Gerlind Reinshagen
(Königsberg 1926 – Berlin 2019)
Der Buchhalter am Montagmorgen im Büro
Schon abgestoßen von der Welt
Treibt er
Mit Mann und Maus
Auf seinem Drehstuhl
Still hinaus
Ins offene Meer
Wie schnell
Die Ufer doch enteilen
Was gestern Liebe war was Haß
Ebbt leise aus
Und wunderbar gedämpft
Die Melodien sanft herüber
Todesschreie
Aus dem fernen grünen Land der Menschen
Aus: Atem anhalten. Berlin, Suhrkamp 2018.

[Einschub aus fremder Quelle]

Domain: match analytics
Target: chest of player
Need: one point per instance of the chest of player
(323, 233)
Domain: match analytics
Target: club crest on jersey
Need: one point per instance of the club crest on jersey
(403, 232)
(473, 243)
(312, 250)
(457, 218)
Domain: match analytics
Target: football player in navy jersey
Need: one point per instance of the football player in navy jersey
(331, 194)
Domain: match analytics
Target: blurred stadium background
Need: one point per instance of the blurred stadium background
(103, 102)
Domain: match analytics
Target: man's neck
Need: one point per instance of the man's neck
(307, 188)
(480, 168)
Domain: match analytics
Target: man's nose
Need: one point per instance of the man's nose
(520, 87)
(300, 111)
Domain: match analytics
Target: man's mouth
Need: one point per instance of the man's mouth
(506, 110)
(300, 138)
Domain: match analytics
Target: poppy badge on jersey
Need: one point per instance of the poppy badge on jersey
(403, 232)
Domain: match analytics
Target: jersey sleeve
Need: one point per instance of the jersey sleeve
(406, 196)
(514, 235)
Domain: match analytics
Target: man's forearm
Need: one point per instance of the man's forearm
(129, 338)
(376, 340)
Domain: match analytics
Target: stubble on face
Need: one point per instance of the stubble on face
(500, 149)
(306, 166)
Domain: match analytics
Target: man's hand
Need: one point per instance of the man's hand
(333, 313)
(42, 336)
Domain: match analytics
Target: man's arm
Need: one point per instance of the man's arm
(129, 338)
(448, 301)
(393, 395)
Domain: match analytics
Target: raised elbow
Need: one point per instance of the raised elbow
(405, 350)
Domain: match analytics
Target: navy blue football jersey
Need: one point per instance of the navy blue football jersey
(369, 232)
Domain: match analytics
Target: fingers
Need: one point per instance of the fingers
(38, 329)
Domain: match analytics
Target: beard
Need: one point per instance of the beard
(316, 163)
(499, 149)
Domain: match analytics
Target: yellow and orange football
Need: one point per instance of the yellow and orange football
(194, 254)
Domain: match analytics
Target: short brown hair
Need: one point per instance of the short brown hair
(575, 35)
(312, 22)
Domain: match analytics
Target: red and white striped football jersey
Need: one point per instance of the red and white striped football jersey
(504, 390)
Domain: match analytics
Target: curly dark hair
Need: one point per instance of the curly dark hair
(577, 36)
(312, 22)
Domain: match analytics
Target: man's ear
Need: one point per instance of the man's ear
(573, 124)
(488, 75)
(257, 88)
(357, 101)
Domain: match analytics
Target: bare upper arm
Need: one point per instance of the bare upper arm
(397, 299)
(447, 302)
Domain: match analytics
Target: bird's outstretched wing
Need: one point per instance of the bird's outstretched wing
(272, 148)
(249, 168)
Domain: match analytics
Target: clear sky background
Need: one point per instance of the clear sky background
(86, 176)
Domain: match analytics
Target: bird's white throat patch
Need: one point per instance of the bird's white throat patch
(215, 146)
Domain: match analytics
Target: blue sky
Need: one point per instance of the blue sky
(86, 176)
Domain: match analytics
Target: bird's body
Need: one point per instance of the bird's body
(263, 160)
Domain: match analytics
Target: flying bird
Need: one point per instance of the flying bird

»Zur ›Grundausstattung‹ Gerlind Reinshagens gehörte, daß sie alle, jede und jeden von uns, durch auch so eine Art Aura, eine Blase der anderen Möglichkeiten, von der umgeben unser reales Leben sich abspielt, herausgehoben und ausgezeichnet sah. In ihren Theaterstücken und Gedichten, den Erzählungen und Romanen wurde sie nicht müde, ihre Figuren auf diese Weise zu vervollständigen. Indem sie den Freiraum der Möglichkeiten ins Spiel brachte, machte sie ihre wahre Größe sichtbar.«
Hans-Ulrich Müller-Schwefe
Gerlind Reinshagen wurde 1926 in Königsberg geboren und absolvierte zunächst eine Lehre als Apothekenhelferin, später studierte sie Pharmazie und Mitte der fünfziger Jahre an der Hochschule der Künste in Berlin. Ihre schriftstellerische Laufbahn begann sie mit dem Verfassen von Kinderbüchern und Hörspielen. Seit den achtziger Jahren publizierte sie Bühnenstücke und mehrere Romane im Suhrkamp Verlag. Zuletzt erschien unter anderem der Gedichtband Atem anhalten (Suhrkamp, 2018). Gerlind Reinshagen starb im Juni 2019 im Alter von 93 Jahren in Berlin.